Ever the loyal friend, she appears to have aided Dorset’s escape from England to Brittany to join Henry Tudor. By the end of October Jane was back in Ludgate Jail. It is at this point that Jane meets her third protector and he was to come in the most unlikely guise.
Thomas Lynon was a lawyer who had done well for himself. He was a sort of legal spin-doctor who joined the Yorkist family administration in the 1470s. A northerner by birth, he worked for Richard, Duke of Gloucester in Yorkshire on land transactions and became an expert in Common Law. In 1482 he was moved to London and was appointed the King’s Solicitor in August, the following year. It is not clear how Lynon met Jane but there exists a remarkable letter from King Richard to Bishop Russell, his Lord Chancellor. It reads as follows:-
“By the King. Right reverend father in God etc. Signifying unto you that it is showed unto us that our servant and solicitor, Thomas Lynon, marvelously blinded and abused with the late (wife) of William Shore, now being in Ludgate by our commandment, hath made contract of matrimony with her, as it is said, and intendeth, to our full great marvel, to proceed to effect the same. We for many causes would be sorry that he should be so disposed. Pray you, therefore, to send for him and in that ye goodly may, exhort and stir him to the contrary; and if ye find him utterly set for to marry her and none otherwise will be advertised, then, if it may stand with the law of the Church, we be content, the time of the marriage deferred to our coming next to London, that upon sufficient surety found of her good bearing, ye do send for her keeper and discharge him of our said commandment, by warrant of these committing her to the rule and guiding of her father or any other by your direction in the mean season.” (They wrote in very long sentences in fifteenth century England)
Lynon defied the displeasure of his King and married Jane, probably in early 1484. By the marriage Jane had placed her future, and had a vested interest in, the survival of Richard III.
Henry Tudor’s victory at Bosworth Field must have caused the Lynons considerable consternation. Fortunately Henry was merciful to the late King’s officials. Thomas managed to secure a pardon dated 26 September 1485 and, although he lost his position as King’s Solicitor, he continued to work for the state. Lynon was probably dead by 1518 for More writes a sad portrait of the elderly Jane in that year. He describes her as “lean, withered and dried up, nothing left but raveled skin and hard bone…. I doubt not some shall think this woman too slight a thing to be written of and set among the remembrance of great matters……how much she is now in the more beggarly condition, unfriended and worn out of aquaintance.”

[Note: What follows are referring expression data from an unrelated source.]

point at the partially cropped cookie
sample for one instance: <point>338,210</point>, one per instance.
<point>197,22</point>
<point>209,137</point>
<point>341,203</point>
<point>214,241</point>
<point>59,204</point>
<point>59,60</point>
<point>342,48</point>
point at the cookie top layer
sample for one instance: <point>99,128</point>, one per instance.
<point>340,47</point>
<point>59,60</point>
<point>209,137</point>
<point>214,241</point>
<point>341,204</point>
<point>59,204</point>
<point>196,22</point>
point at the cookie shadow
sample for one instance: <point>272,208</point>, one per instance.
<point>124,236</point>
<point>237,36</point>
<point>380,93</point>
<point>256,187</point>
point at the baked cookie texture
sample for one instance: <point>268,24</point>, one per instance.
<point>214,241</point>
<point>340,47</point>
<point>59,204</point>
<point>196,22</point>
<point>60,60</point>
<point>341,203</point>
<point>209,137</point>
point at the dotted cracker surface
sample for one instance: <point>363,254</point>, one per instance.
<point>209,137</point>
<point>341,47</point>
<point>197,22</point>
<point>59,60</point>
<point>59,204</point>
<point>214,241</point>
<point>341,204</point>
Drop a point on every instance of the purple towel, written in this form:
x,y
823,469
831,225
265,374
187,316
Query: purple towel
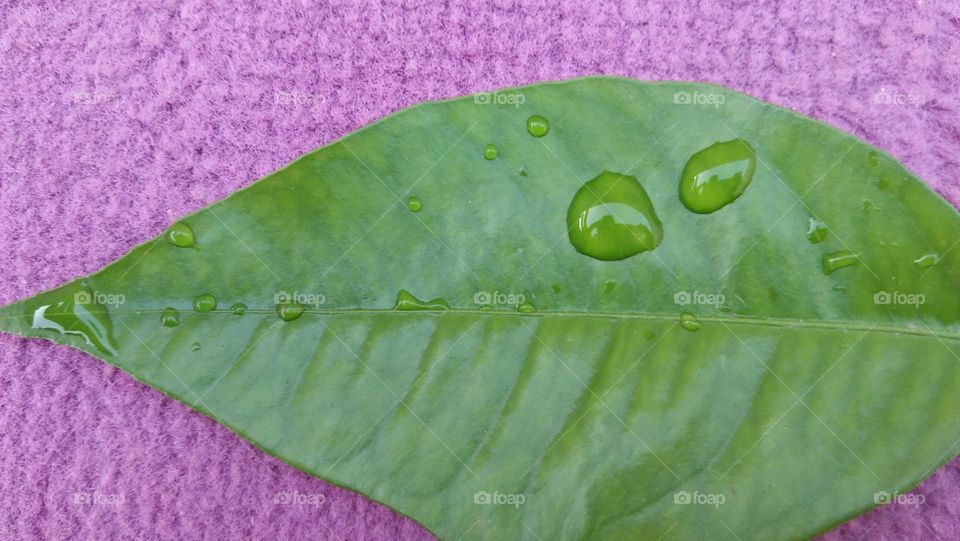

More states in the first edition of his History of King Richard the Third that she died in the eighteenth year of the reign of Henry VIII which would place the event sometime between April 1526 and April 1527. This would put her age in the mid to late 70s. She had outlived all her great contemporaries – Edward IV, Richard III, Lord Hastings, Elizabeth Woodville, Margaret Beaufort, even Henry VII. Perhaps she had lived too long – but what a colourful life she led!